How to Stream Data From MySQL to Kafka: Quickstart Guide
Unlock the power of real-time data streaming with our detailed guide and step-by-step instructions on how to stream data from MySQL to Kafka.

Today’s businesses no longer thrive on stale, batch-processed data. They flourish on the edge of now, on the precipice of real-time decision-making. The urgency is visible; the stakes are undeniable. In response to this need, MySQL to Kafka data streaming can set your data strategy ablaze.

While the idea of streaming data from MySQL to Kafka sounds like a match made in tech heaven, it's not all sunshine and rainbows. Both MySQL and Kafka have substantial market shares of 42.79% and 41.36% respectively but their harmony doesn't come effortlessly. They have different paradigms, data models, and use cases which cause compatibility issues and data transformation complexities.

To help navigate these challenges, we have put together this guide where we will discuss three effective strategies for data streaming from MySQL to Kafka: using Debezium, the JDBC connector, and the Confluent Cloud Console.

What Is MySQL?

Blog Post Image

Image Source

MySQL is a renowned relational database management system (RDBMS) that stores different types of data in table form with rows and columns. It uses SQL (Structured Query Language) to process user requests and provides referential integrity between different tables' rows and columns.

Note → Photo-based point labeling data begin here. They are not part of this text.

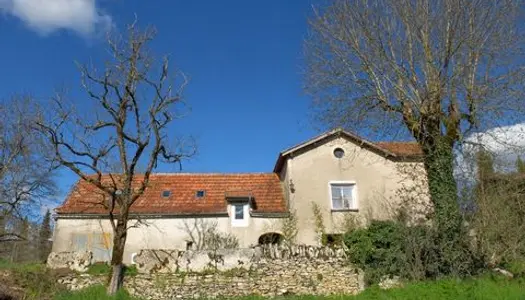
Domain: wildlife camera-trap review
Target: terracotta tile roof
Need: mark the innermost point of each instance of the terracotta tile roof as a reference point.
(265, 189)
(402, 148)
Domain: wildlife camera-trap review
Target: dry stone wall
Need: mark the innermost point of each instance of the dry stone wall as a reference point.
(268, 271)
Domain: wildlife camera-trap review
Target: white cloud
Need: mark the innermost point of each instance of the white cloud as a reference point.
(46, 16)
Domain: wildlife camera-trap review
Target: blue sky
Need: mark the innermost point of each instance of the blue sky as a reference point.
(244, 60)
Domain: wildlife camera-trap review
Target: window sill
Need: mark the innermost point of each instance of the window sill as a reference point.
(345, 210)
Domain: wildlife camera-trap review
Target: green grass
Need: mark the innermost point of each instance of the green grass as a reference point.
(97, 292)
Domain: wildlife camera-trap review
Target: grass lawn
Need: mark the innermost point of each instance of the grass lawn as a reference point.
(36, 282)
(483, 288)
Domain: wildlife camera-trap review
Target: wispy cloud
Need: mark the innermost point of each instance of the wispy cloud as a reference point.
(46, 16)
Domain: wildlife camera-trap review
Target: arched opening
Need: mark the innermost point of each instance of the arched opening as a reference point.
(270, 238)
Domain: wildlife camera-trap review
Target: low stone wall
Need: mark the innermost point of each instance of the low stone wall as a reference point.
(268, 271)
(172, 261)
(76, 261)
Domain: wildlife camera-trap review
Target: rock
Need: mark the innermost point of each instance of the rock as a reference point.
(388, 282)
(504, 272)
(267, 271)
(77, 261)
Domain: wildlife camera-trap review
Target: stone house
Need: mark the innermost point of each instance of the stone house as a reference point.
(340, 174)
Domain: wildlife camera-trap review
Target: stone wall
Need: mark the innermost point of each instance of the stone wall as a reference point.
(267, 271)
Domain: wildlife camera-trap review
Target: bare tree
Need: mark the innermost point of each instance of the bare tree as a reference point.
(26, 175)
(135, 101)
(435, 70)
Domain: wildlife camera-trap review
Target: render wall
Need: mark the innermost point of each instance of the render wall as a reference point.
(168, 233)
(382, 185)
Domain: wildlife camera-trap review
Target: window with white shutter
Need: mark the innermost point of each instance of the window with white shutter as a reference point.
(343, 196)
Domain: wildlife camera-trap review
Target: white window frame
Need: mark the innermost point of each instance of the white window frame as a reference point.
(355, 201)
(245, 213)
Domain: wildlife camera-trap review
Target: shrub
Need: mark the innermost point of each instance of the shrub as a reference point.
(412, 252)
(376, 249)
(99, 268)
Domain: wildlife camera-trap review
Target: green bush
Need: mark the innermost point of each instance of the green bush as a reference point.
(377, 249)
(412, 252)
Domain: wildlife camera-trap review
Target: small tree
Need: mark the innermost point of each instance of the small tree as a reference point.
(44, 235)
(26, 174)
(135, 102)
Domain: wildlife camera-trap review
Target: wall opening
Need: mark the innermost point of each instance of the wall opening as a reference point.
(270, 238)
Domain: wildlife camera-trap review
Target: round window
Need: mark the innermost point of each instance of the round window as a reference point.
(339, 153)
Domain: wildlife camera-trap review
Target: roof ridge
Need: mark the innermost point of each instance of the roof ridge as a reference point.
(398, 142)
(208, 174)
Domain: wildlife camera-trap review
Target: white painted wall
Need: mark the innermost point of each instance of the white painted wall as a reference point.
(167, 233)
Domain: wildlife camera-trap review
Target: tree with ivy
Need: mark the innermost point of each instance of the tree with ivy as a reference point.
(44, 236)
(520, 165)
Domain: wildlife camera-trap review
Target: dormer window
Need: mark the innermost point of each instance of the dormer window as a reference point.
(239, 211)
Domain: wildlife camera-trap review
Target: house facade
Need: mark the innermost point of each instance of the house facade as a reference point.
(335, 179)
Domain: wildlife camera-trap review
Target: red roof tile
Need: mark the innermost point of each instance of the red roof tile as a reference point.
(265, 189)
(402, 148)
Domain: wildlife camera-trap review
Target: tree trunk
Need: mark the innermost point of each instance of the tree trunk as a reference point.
(117, 271)
(439, 165)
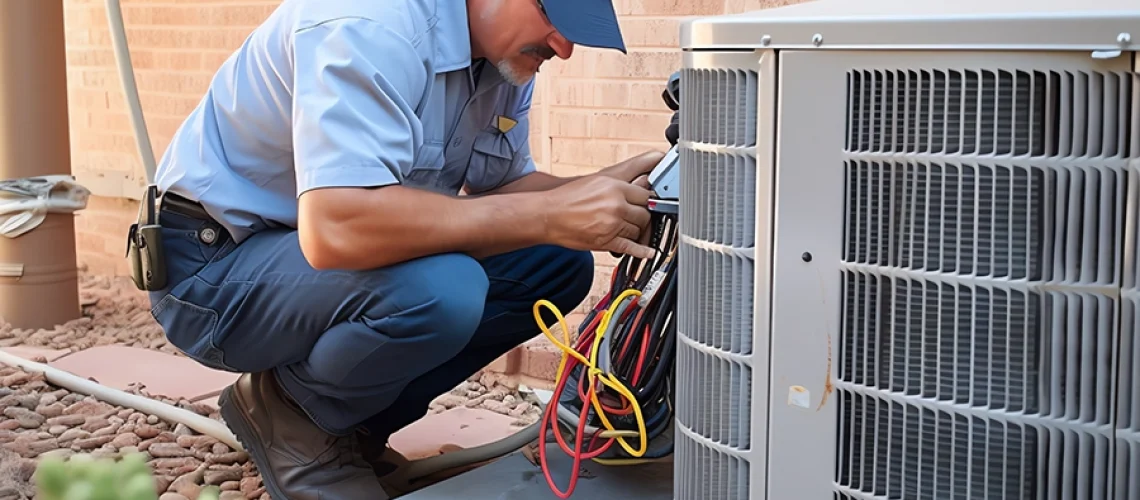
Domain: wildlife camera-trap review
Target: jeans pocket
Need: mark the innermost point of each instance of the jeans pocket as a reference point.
(190, 328)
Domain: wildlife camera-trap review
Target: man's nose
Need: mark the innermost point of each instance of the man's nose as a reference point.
(562, 47)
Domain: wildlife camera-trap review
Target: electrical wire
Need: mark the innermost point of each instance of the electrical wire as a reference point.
(613, 385)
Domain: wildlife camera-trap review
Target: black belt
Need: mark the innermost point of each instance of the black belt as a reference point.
(185, 207)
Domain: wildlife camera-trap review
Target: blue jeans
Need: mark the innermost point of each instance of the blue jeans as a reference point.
(353, 349)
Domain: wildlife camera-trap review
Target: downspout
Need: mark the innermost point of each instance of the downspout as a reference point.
(39, 279)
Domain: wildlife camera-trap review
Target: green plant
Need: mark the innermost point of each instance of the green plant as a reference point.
(84, 477)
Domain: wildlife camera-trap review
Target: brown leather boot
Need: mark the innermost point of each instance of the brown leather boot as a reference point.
(296, 459)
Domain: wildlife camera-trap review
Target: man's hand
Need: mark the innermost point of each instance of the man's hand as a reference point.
(601, 213)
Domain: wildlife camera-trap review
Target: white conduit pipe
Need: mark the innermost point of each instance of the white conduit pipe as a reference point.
(115, 396)
(130, 89)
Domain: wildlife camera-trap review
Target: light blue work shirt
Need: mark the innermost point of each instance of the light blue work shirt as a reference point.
(347, 93)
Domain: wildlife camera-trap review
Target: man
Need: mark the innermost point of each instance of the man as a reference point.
(315, 234)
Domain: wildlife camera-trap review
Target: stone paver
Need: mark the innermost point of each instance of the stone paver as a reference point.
(161, 374)
(29, 353)
(455, 428)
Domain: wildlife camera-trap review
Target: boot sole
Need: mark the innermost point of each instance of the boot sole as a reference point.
(245, 435)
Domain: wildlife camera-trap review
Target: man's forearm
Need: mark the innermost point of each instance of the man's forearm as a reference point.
(543, 181)
(373, 228)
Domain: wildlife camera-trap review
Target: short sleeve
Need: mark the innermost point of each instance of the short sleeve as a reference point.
(356, 88)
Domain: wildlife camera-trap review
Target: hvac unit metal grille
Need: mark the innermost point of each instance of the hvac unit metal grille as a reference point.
(715, 316)
(985, 251)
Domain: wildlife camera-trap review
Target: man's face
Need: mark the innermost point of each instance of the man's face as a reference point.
(515, 37)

MySQL server is a favorite among businesses that work with databases and cloud-based data warehouse solutions because of its scalability, reliability, and user-friendliness. An additional benefit of MySQL is its cross-platform functionality that lets you run MySQL on multiple operating systems, including Linux and Windows, and restore backups from other platforms. 

What Is Apache Kafka?

Blog Post Image

Image Source

Apache Kafka is an open-source, distributed streaming platform designed for developing real-time, event-driven applications. It helps create applications that can consistently produce and consume streams of data records. 

Apache Kafka relies on a message broker that conveys messages from the "publishers" (systems that load data into the required format from data producers) to the "subscribers" (systems that manipulate or analyze data to derive alerts and insights for data consumers). 

Apache Kafka's standout feature is its speed, combined with a high level of accuracy for all data records. The platform maintains data records in the sequence of their occurrence inside "clusters" that can span across multiple servers or even data centers. It also replicates these records and partitions them to accommodate a high volume of simultaneous users.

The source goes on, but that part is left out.